On-Policy Distillation: Promise, Pitfalls, and Prospects

Jun 8 2026

Promise

The promise of on-policy distillation (OPD) (Gu et al., 2023; Agarwal et al., 2023; Lu and Thinking Machines Lab, 2025) comes from how it rearranges two fundamental ingredients, the policy that generates rollouts and the density of the learning signal attached to those rollouts. The first axis is on-policy versus off-policy, asking whether we train on trajectories sampled from the student itself or from an external teacher or dataset. The second axis is sparse versus dense supervision, asking whether the model receives only an outcome-level reward or a token-level signal along the trajectory. Supervised fine-tuning (SFT) and reinforcement learning with verifiable rewards (RLVR) occupy opposite corners of this space. SFT provides dense learning signals, but usually on off-policy trajectories. RLVR uses on-policy rollouts, but often reduces an entire reasoning trace to a sparse verifiable reward. OPD tries to combine the useful half of both, on-policy student rollouts with dense teacher feedback.

Each corner has a clear advantage and a clear limitation. SFT is information-rich because every token in the target trajectory can become a supervised signal, which makes it an effective way to transfer knowledge from the expert. However, this off-policy training recipe can be resource-intensive when scaling performance. The same mismatch also appears as the familiar compounding errors in imitation learning. During training, the model predicts the next token after clean expert prefixes; during deployment, every token is conditioned on prefixes generated by the model itself. If an early token drifts away from the demonstration distribution, later tokens are sampled from a shifted context, making the trajectory move even further into regions where the dataset provides little guidance.

Two-axis diagram comparing SFT, RLVR, and OPD by rollout source and supervision density — SFT gives dense supervision on off-policy expert trajectories. RLVR uses on-policy student rollouts but usually provides only a sparse outcome signal. OPD tries to keep the on-policy part of RLVR while recovering the dense token-level supervision of distillation.

RLVR takes the opposite trade-off from SFT. Its main strength is that the rollouts are on-policy, so the update is grounded in behavior the student actually produces. If the model gets stuck in a bad reasoning pattern, RLVR can train directly on that failure mode instead of only showing another expert demonstration. The limitation is the sparsity of the learning signal. A verifier may tell the student that a rollout succeeded or failed, but this feedback carries only a small amount of information no matter how many tokens the model used. For a long reasoning trace, the model may learn that the final answer was wrong without knowing where the mistake happened, or that the final answer was right without knowing which steps actually mattered. This makes credit assignment weak for both positive and negative samples.

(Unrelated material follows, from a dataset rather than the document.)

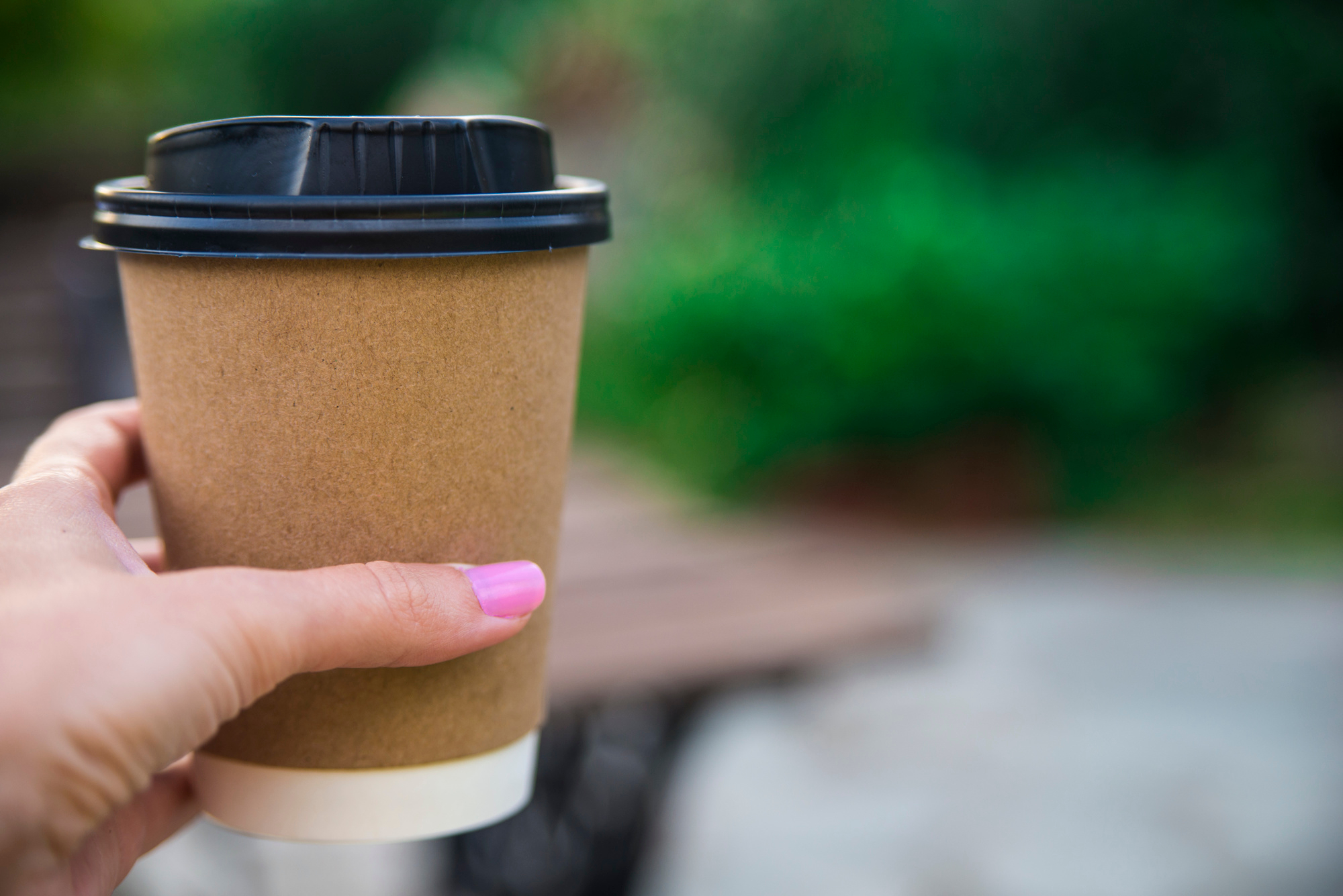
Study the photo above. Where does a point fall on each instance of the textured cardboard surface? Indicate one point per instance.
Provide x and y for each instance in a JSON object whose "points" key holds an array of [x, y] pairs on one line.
{"points": [[312, 412]]}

OPD is appealing because it tries to keep the on-policy part of RLVR while recovering the dense supervision of distillation. The student still generates the trajectory, so the training data is aligned with the states the student actually visits. But instead of assigning a single reward to the whole rollout, a stronger teacher can provide token-level feedback along that student-generated trajectory, often through log-probabilities or a KL-style objective. In this sense, the teacher is no longer just a source of static demonstrations. It becomes a critic of the student’s own prefixes, telling the student what the expert would have preferred at the states where the student actually needs guidance. A closely related variant is on-policy self-distillation (OPSD) (Zhao et al., 2026). Here the teacher is usually the same student model, but run with some extra information, such as the ground-truth answer. For readability, I will use OPD as an umbrella term in the rest of this post, with OPSD treated as a variant unless the distinction matters. The source of the teacher signal is different, but many of the motivations, benefits, and failure modes are shared.

Pitfalls

The story, however, is not entirely positive. Several recent and concurrent works have identified failure modes of OPD. These pitfalls are worth understanding because they make one point clear: on-policy distillation is not a free lunch. Rather than going through each result separately, I will organize the discussion around three connected failure mechanisms: local corruption of teacher supervision, horizon-induced supervision decay, and myopic gradient from the teacher. These are not separate boxes. The second can amplify the first, and the third comes from the current training paradigm of OPD: post-doc supervision after students’ rollout.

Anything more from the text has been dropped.